I am trying to improve the sound insulation in my garage shop, and I gather that Sound Transmission Class (STC) ratings of different soundproofing solutions vary as function of Hz levels of sounds. I have read that the loudest machines like planers and table saws have relatively lower Hz levels, but I can't find any tables offering range of HZ levels to expect for planers vs table saws.
I have an audio spectrogram app on my tablet, so I took it into my workshop and made a couple of measurements, using the power tools I had setup for a project (table saw, orbital power sander, and trim router; don't have a power planer, sorry). I used all softwood material (18mm pine), kept the tablet about 1m from the tool, and decoupled it from the workbench with a bit of foam.
My workshop is only about 4.5m by 7m, and has concrete floor/ceiling, sandstone walls and glass door/windows all around, so there's plenty of reflections; really not an ideal environment for any type of sound measurements: levels will be off in general (on the louder side), and some frequencies will be attenuated while others are amplified. So I don't know how useful the results will be for your sound isolation problem; different tools (make and model) will certainly sound different, too. But it's at least one data point.
Here's how you read those graphs (click on them to open full size). The upper third shows the audio spectrum (log-frequency on the x-axis, logarithmic sound pressure spectral density in dB/Hz on the y axis); yellow is current (updates every 25ms), red is max hold for the entire measurement. The lower part shows a waterfall diagram of the spectrum over time: log-frequency is on the x-axis, time is on the y-axis (going up, so further down the graph is older), sound pressure spectral density is color coded using the log color scale shown on the left; higher sound pressure is shown in a brighter color. I've set it up so that the ull time range of the waterfall is about 10s. Since sound level is in dB, because of the logarithm a change by only 6dB is equivalent to double or half the noise.
In the first image, I first turned on the table saw, then added the dust extractor (big shop vac) a couple of seconds later, then did three quick crosscuts in 18mm pine, and finally shut the table saw and the vac off at the same time. There's plenty of sound energy all across the spectrum even with the saw just idling. The cuts add very distinct high frequency noise, you can even see the frequency going down a bit during the cut as it puts load on the motor. The dust collector doesn't register all that much on the graphs, even though subjectively it makes a lot of noise.
Same story in the second image: I first turned on the orbital sander, then the dust extractor, then lightly sanded a piece of pine using 80 grit sand paper. The waterfall shows a strong fundamental at 200Hz (my power is 50Hz), with plenty of harmonics up to about 5kHz. The Sanding action reduces the high frequency concent quite a bit, but adds lots of low frequency energy. Sometimes, you can see the frequency going down briefly as I pressed down a bit harder (I know, really should not do that) until the constant rpm feature in the sander revs it up again.

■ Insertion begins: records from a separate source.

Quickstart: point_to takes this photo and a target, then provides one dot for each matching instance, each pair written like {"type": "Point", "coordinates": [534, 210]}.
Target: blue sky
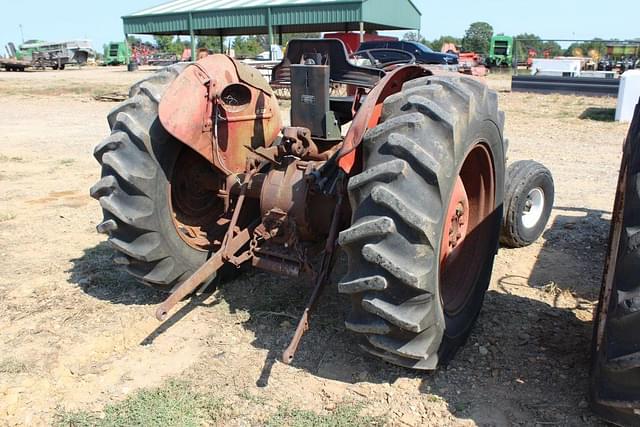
{"type": "Point", "coordinates": [100, 20]}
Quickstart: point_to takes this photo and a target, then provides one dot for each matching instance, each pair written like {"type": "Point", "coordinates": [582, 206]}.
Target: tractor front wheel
{"type": "Point", "coordinates": [427, 211]}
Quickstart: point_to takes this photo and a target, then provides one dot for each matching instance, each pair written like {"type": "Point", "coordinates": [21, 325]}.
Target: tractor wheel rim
{"type": "Point", "coordinates": [467, 230]}
{"type": "Point", "coordinates": [194, 204]}
{"type": "Point", "coordinates": [533, 209]}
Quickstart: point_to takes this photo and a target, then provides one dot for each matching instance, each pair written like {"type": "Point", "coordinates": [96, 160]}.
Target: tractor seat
{"type": "Point", "coordinates": [331, 52]}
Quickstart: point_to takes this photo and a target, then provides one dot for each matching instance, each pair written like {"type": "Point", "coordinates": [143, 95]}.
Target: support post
{"type": "Point", "coordinates": [271, 40]}
{"type": "Point", "coordinates": [193, 38]}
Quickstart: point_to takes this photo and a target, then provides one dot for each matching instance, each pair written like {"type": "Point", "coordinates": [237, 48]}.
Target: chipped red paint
{"type": "Point", "coordinates": [193, 112]}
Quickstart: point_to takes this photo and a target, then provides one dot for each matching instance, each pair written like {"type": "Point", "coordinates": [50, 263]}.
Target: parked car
{"type": "Point", "coordinates": [423, 54]}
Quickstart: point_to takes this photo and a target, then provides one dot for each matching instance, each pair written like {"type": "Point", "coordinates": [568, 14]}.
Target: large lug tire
{"type": "Point", "coordinates": [615, 375]}
{"type": "Point", "coordinates": [528, 201]}
{"type": "Point", "coordinates": [434, 136]}
{"type": "Point", "coordinates": [137, 162]}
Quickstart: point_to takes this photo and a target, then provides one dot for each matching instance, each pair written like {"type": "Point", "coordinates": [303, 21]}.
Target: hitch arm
{"type": "Point", "coordinates": [212, 265]}
{"type": "Point", "coordinates": [320, 283]}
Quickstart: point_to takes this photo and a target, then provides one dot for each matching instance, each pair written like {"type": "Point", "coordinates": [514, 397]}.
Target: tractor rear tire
{"type": "Point", "coordinates": [615, 370]}
{"type": "Point", "coordinates": [407, 306]}
{"type": "Point", "coordinates": [137, 162]}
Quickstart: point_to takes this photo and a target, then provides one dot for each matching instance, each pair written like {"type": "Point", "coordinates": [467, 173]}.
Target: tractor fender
{"type": "Point", "coordinates": [368, 115]}
{"type": "Point", "coordinates": [217, 106]}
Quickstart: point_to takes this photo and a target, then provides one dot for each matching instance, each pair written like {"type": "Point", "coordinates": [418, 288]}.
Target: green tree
{"type": "Point", "coordinates": [439, 42]}
{"type": "Point", "coordinates": [211, 43]}
{"type": "Point", "coordinates": [477, 38]}
{"type": "Point", "coordinates": [596, 45]}
{"type": "Point", "coordinates": [164, 43]}
{"type": "Point", "coordinates": [247, 47]}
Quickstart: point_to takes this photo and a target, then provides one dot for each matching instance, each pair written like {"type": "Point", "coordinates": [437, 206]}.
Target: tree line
{"type": "Point", "coordinates": [478, 36]}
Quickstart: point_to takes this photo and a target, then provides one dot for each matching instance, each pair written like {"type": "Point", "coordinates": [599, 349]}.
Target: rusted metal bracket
{"type": "Point", "coordinates": [320, 283]}
{"type": "Point", "coordinates": [232, 243]}
{"type": "Point", "coordinates": [203, 273]}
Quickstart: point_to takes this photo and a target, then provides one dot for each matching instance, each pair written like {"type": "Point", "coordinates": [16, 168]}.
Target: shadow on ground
{"type": "Point", "coordinates": [526, 359]}
{"type": "Point", "coordinates": [599, 114]}
{"type": "Point", "coordinates": [97, 275]}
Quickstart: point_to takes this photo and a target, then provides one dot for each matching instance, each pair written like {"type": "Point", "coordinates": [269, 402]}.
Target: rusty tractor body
{"type": "Point", "coordinates": [200, 177]}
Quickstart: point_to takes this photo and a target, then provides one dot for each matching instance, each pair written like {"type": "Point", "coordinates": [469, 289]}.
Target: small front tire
{"type": "Point", "coordinates": [528, 201]}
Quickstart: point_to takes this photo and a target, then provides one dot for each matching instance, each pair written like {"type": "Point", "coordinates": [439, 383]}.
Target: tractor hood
{"type": "Point", "coordinates": [218, 106]}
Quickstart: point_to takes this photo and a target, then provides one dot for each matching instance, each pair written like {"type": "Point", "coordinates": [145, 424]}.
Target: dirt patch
{"type": "Point", "coordinates": [77, 333]}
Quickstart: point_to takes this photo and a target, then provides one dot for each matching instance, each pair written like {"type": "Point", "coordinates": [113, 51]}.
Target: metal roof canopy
{"type": "Point", "coordinates": [248, 17]}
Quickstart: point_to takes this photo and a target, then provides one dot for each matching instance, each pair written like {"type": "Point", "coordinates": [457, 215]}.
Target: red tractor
{"type": "Point", "coordinates": [199, 177]}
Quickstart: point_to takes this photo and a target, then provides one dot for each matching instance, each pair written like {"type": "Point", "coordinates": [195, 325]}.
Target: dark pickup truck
{"type": "Point", "coordinates": [423, 54]}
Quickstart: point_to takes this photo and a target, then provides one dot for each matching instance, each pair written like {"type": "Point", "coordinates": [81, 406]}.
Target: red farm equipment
{"type": "Point", "coordinates": [199, 177]}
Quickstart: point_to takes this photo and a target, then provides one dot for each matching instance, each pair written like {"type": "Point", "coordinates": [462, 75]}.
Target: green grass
{"type": "Point", "coordinates": [249, 397]}
{"type": "Point", "coordinates": [5, 216]}
{"type": "Point", "coordinates": [343, 416]}
{"type": "Point", "coordinates": [13, 366]}
{"type": "Point", "coordinates": [174, 404]}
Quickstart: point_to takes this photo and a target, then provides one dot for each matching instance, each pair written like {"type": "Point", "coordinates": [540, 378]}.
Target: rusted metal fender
{"type": "Point", "coordinates": [217, 106]}
{"type": "Point", "coordinates": [368, 115]}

Finally, the trim router shows about the same characteristics. Looking at the max hold, this is actually the noisiest of the three tools. And I believe you can see me breathing after the router rev'd down.
All in all, the bad news is that all three power tools have energy content over the entire audio spectrum; if you were hoping to get away with some sort of low-bandwidth muffler device, that's not going to work unfortunately. Since there's significant low frequency content, you will need lots of mass if you want to suppress that; curtains will not help you there, but I guess will be somewhat effective in the higher frequency range.
Since you've clarified that you're trying to keep down the noise eminating out through the garage doors, consider a vinyl strip curtain of both the pedestrian and vehicle doors.
Something like this:
Because they're flexible, they'll absorb a lot of the air movement generated by the tool motors and cutters (the source of sound), but because they're individual strips, they'll allow the wind to push them around some to allow some cooling air flow. Some...
You may have to put up some sort of horizontal track like a vertical blind to move them out of the way when you need to use the garage door for silly things like parking a car. (You'd have to move the tools out of the way, you sure you want to do that?)